A Soft Actor-Critic Deep Reinforcement-Learning-Based Robot Navigation Method Using LiDAR

Yanjie Liu,Chao Wang,Changsen Zhao,Heng Wu,Yanlong Wei
DOI: https://doi.org/10.3390/rs16122072
IF: 5
2024-06-08
Remote Sensing
Abstract:When there are dynamic obstacles in the environment, it is difficult for traditional path-generation algorithms to achieve desired obstacle-avoidance results. To solve this problem, we propose a robot navigation control method based on SAC (Soft Actor-Critic) Deep Reinforcement Learning.
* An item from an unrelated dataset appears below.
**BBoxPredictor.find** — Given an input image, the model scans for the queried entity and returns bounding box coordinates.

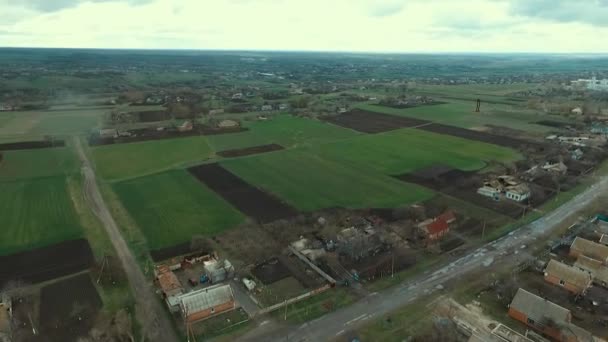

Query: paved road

Firstly, we use a fast path-generation algorithm to control the robot to generate expert trajectories when the robot encounters danger as well as when it approaches a target, and we combine SAC reinforcement learning with imitation learning based on expert trajectories to improve the safety of training. Then, for the hybrid data consisting of agent data and expert data, we use an improved prioritized experience replay method to improve the learning efficiency of the policies. Finally, we introduce RNN (Recurrent Neural Network) units into the network structure of the SAC Deep Reinforcement-Learning navigation policy to improve the agent's transfer inference ability in a new environment and obstacle-avoidance ability in dynamic environments. Through simulation and practical experiments, it is fully verified that our method has a higher training efficiency and navigation success rate compared to state-of-the-art reinforcement-learning algorithms, which further enhances the obstacle-avoidance capability of the robot system.
environmental sciences,imaging science & photographic technology,remote sensing,geosciences, multidisciplinary
What problem does this paper attempt to address?
The problem that this paper attempts to solve is that in an environment with dynamic obstacles, traditional path - generation algorithms are difficult to achieve an ideal obstacle - avoidance effect. To overcome this challenge, the author proposes a robot - navigation method based on Soft Actor - Critic (SAC) deep reinforcement learning. Specifically, the paper mainly solves the following problems: 1. **Improve navigation ability**: By combining a fast path - generation algorithm with imitation learning based on expert trajectories, the navigation ability of the agent in the initial state is improved, and the safety of training and the convergence speed are increased. 2. **Optimize data utilization efficiency**: Given that expert - trajectory data is more important than agent - trajectory data, the paper improves the priority - calculation method based on TD - error - priority replay technology, increasing the utilization efficiency of data in the experience - replay buffer pool. 3. **Enhance obstacle - avoidance ability in dynamic environments**: Recurrent Neural Network (RNN) units are introduced to improve the obstacle - avoidance ability of the SAC deep - reinforcement - learning navigation strategy in dynamic environments and the transfer - inference ability in new environments. Verified through simulation and practical experiments, this method has higher training efficiency and navigation success rate compared with existing reinforcement - learning algorithms, further enhancing the obstacle - avoidance ability of the robot system. The main contribution of the paper lies in effectively improving the autonomous - navigation performance of robots in complex dynamic environments through the combination of deep - reinforcement learning and imitation learning, as well as the improvement of the experience - replay mechanism.